Objective: Evaluation of prognostic impact of complete revascularization (CR) on P admitted with ST segment elevation myocardial infarction (STEMI) in CS and multivessel disease (MVD).
Material and methods: Retrospective analysis of P data admitted due to STEMI and CS and MVD at multicentric registry between 2000-2018. Compared demographic and clinical characteristics of P who were submitted to CR (group 1 – G1) versus who did not (group 2 – G2) and evaluated its prognostic impact.
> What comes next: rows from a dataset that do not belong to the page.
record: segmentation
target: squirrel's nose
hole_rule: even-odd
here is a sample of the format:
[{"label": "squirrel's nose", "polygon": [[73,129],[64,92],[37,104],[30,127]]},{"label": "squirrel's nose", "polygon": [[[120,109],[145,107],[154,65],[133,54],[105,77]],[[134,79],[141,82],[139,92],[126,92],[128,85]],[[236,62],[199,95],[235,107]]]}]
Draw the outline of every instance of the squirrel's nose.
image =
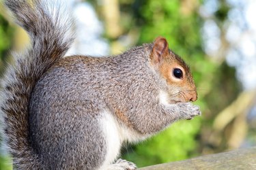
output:
[{"label": "squirrel's nose", "polygon": [[186,96],[188,101],[195,101],[197,99],[197,93],[196,91],[188,93]]}]

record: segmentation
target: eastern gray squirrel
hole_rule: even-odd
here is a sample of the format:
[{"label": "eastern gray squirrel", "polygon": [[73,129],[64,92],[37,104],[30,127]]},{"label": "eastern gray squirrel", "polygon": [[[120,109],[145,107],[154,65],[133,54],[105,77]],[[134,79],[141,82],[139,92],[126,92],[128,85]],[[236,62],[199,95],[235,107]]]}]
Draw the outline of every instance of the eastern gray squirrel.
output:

Results: Admitted 7919 P with STEMI, which 295 (3.7%) on CS. 46.8% of the P on CS had MVD, 69.6% were submitted to CR. G1 P were younger (61±11 vs 73±12 years, p<0.001). The STEMI location was predominantly anterior (80%) in G1 and inferior in G2 (50%). The stablished timings symptoms start - reperfusion therapy and first medical contact - reperfusion were not statistically different between groups. 20% of G1 P did more than one coronarography during hospitalization. The anterior descendent was the artery more frequently involved in both groups (80 vs 89.8%) being the culprit lesion in 47.4% of G1 P and in 27.7% of G2 P, where the most frequently was the right coronary (43.4%, p <0.001). The majority of G1 P (95%) had 2-vessel disease; in G2 53.4% had 2-vessel disease and 46.6% 3-vessel disease (p<0.001). All the G1 P did PCI; in G2, 96.6% did PCI and 3.4% had a hybrid technique (in 2.3% coronary artery bypass grafting planned after hospital discharge). Other interventions during hospitalization were needed, namely non-invasive ventilation (35 vs 21.6%), invasive ventilation (30 vs 34.1%), intra-aortic pump (20 vs 17%) and temporary pacemaker (5 vs 25%), not statistically significant. The stablished endpoints were reinfarction rate (5% between G1 P vs 0%), AHF (70 vs 83%), stroke (5.3 vs 0%) and in hospital death (35 vs 37.5%), not statistically significant.
Conclusion: Although the evaluated endpoints are different and measured at different timings, our results do not appear to follow the trends presented in CULPRIT-SHOCK trial probably as a result of the small sample size and the shorter follow up time.